If you feel you were not properly advised about the guarantee or were pressured into agreeing to it, you should seek legal advice or contact this office.
Mr Q agreed to guarantee a loan taken out by a company for which he was a director. He later resigned as director. The company then got into difficulties and was unable to repay the loan. The bank sought repayment of the shortfall from Mr Q, who disputed his liability.
Mr Q asked the bank for information about the company’s accounts and why certain bank charges had been incurred. The bank told Mr Q it could not do that because he was no longer a director. Mr Q was unhappy and complained to us that the bank had not given him debt information he was entitled to as guarantor.
We found the bank couldn’t give him the information he sought because he was no longer associated with the company, other than as a guarantor of the residual debt.
However, the bank had not responded to Mr Q’s questions about his guarantor obligations in a timely manner. The bank acknowledged this and offered to discharge the guarantee if he repaid less than half the residual debt. We concluded the bank’s offer was reasonable and recommended Mr Q accept.
Mr A and a group of friends formed a company to purchase investment properties. The bank provided a loan to the company on condition the loan was secured by a mortgage over the properties and an unlimited deed of guarantee.
The deed of guarantee listed the company and each of the shareholders as both customers and guarantors. This meant each of the guarantors was liable for each and any of the customers’ debts to the bank.
In 2008, unknown to the other shareholders, two of the company’s shareholders, Mr and Mrs C, took out a personal loan to buy a rental property. They subsequently got into difficulty with repayments on that loan and it went into arrears. The bank then wrote to all guarantors to warn them the bank could look to them to clear Mr and Mrs C’s debt if it remained unpaid.
Mr A was unhappy with the situation and complained to us. He believed the bank could not rely on the guarantee because when he entered into it he was not told he could be liable for future lending of any of the customers.
He also said the bank could not rely on the guarantee because it failed to advise the guarantors about Mr and Mrs C’s 2008 loan. He said he would never have agreed to the bank providing that loan to Mr and Mrs C had he been told about it.
On the face of it, Mr A was clearly liable under the guarantee, along with the other guarantors, for Mr and Mrs C’s debts to the bank.

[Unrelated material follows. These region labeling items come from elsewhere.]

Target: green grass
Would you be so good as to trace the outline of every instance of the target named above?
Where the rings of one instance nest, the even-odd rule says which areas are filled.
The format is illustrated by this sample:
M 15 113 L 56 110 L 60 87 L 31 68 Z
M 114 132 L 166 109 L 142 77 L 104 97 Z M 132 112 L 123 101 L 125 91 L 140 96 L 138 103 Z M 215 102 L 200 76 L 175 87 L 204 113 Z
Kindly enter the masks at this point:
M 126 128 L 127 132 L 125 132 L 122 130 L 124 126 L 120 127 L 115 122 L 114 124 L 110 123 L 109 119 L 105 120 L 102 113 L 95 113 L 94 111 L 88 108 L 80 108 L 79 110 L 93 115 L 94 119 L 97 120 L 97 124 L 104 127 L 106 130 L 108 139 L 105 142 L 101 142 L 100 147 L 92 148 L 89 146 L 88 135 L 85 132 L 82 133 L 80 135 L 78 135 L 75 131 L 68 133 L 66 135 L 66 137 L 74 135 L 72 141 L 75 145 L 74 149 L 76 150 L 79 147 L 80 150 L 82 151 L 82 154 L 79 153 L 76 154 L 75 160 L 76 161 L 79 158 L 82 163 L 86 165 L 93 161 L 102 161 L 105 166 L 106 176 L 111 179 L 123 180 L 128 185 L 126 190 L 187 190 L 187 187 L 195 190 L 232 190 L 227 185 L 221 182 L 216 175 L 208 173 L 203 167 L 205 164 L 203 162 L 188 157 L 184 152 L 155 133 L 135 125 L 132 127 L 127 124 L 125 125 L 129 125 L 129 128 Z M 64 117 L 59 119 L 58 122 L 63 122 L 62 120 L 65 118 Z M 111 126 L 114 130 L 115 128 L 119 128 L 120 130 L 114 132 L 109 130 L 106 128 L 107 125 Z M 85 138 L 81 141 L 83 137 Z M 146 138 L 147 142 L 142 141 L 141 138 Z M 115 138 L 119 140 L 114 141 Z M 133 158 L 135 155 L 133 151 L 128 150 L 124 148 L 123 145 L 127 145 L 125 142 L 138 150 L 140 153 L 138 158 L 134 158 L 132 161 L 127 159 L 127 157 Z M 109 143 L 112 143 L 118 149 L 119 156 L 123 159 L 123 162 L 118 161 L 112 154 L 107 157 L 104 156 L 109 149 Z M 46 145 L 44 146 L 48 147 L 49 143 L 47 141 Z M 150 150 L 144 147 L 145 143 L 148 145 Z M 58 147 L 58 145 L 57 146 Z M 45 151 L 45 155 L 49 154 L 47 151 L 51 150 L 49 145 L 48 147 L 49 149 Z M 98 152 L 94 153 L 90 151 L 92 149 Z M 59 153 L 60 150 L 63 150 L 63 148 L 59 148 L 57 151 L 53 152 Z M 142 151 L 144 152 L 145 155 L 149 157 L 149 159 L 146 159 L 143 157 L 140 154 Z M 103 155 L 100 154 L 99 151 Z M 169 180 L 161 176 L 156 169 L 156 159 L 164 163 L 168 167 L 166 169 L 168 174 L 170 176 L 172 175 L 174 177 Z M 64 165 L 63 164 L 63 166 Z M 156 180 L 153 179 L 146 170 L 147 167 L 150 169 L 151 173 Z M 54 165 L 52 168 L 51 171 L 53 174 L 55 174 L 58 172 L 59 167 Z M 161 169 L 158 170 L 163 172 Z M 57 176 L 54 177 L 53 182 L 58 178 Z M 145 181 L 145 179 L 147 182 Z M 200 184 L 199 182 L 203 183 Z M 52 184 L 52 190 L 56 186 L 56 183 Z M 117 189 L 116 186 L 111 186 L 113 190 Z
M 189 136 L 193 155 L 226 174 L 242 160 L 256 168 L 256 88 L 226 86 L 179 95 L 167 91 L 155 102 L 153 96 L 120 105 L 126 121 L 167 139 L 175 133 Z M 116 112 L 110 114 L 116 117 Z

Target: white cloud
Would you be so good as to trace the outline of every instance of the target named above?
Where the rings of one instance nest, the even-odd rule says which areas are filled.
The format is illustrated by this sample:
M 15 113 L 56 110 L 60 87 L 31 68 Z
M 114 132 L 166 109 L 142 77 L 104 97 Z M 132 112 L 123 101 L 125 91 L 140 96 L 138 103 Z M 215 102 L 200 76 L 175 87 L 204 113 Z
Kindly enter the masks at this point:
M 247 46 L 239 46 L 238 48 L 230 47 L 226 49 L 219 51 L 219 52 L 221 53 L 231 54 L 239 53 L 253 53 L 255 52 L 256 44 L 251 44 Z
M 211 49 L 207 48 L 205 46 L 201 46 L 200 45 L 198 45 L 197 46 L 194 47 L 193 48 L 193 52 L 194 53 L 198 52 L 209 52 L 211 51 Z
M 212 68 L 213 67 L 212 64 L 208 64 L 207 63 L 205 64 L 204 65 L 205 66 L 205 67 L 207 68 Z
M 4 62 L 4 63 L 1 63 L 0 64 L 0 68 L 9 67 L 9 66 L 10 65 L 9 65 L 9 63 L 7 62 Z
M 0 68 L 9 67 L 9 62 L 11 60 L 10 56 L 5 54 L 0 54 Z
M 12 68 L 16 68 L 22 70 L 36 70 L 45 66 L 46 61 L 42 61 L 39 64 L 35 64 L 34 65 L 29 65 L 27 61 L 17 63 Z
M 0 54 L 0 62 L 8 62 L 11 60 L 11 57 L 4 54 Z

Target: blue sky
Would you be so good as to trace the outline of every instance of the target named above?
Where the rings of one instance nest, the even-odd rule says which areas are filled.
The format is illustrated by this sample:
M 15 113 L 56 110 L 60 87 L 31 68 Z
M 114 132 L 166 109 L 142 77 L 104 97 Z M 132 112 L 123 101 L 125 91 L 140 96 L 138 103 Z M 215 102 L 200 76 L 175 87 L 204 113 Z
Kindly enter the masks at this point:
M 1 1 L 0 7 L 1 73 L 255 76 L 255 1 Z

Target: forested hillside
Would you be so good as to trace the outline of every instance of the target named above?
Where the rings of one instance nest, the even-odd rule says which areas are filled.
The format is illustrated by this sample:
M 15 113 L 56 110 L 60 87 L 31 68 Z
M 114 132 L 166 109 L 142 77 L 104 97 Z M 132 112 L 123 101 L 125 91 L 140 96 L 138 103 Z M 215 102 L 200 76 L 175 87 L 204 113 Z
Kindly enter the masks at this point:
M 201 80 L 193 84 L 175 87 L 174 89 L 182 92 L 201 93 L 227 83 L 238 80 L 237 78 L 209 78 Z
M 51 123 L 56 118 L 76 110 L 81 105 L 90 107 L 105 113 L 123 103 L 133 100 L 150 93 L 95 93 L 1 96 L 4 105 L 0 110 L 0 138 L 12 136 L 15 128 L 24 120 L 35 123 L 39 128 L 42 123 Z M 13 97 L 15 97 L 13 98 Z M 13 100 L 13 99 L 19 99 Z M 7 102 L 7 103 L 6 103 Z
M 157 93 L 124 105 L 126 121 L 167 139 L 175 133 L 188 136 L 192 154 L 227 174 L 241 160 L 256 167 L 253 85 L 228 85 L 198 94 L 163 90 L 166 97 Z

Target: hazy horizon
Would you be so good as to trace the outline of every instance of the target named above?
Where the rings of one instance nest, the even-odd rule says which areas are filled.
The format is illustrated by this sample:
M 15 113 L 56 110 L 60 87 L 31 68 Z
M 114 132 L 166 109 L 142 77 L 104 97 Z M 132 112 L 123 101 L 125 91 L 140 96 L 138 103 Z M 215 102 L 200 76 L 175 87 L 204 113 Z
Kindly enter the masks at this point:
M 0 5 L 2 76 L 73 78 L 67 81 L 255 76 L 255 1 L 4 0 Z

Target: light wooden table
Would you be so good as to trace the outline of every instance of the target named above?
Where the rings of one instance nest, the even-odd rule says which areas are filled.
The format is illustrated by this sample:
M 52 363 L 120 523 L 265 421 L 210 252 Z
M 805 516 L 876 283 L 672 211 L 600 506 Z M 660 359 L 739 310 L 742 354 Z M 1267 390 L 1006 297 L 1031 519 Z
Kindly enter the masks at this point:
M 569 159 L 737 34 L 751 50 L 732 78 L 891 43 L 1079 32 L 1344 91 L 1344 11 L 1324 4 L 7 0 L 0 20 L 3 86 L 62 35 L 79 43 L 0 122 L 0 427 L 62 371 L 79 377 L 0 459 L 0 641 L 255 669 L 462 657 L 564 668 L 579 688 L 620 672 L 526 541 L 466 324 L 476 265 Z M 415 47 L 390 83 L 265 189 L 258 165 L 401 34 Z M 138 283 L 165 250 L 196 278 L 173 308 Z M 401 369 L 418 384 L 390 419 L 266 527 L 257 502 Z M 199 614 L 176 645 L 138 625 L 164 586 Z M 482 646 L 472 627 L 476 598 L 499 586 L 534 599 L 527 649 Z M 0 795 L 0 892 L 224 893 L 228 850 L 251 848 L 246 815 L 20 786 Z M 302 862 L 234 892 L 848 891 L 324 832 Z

The guarantee specified each guarantor could be liable for the future lending of any of the customers. Mr A executed the guarantee in the presence of a solicitor who had certified that proper disclosure about the contents of the guarantee had been made at the time the guarantee was signed.
However, we had to consider whether there was an obligation on the bank to advise the guarantors about Mr and Mrs C’s loan. We found there was not. Under the Credit Contracts and Consumer Finance Act 2004, the bank was only required to provide information about that loan to the guarantors if it was a consumer credit contract as defined in the Act.
As Mr and Mrs C’s loan was being used to buy a rental property it was not a consumer credit contract. We noted even if the bank did have an obligation to advise the guarantors about Mr and Mrs C’s loan, they would not have had the right to veto that loan. We confirmed the bank could rely on the guarantee and did not uphold the complaint.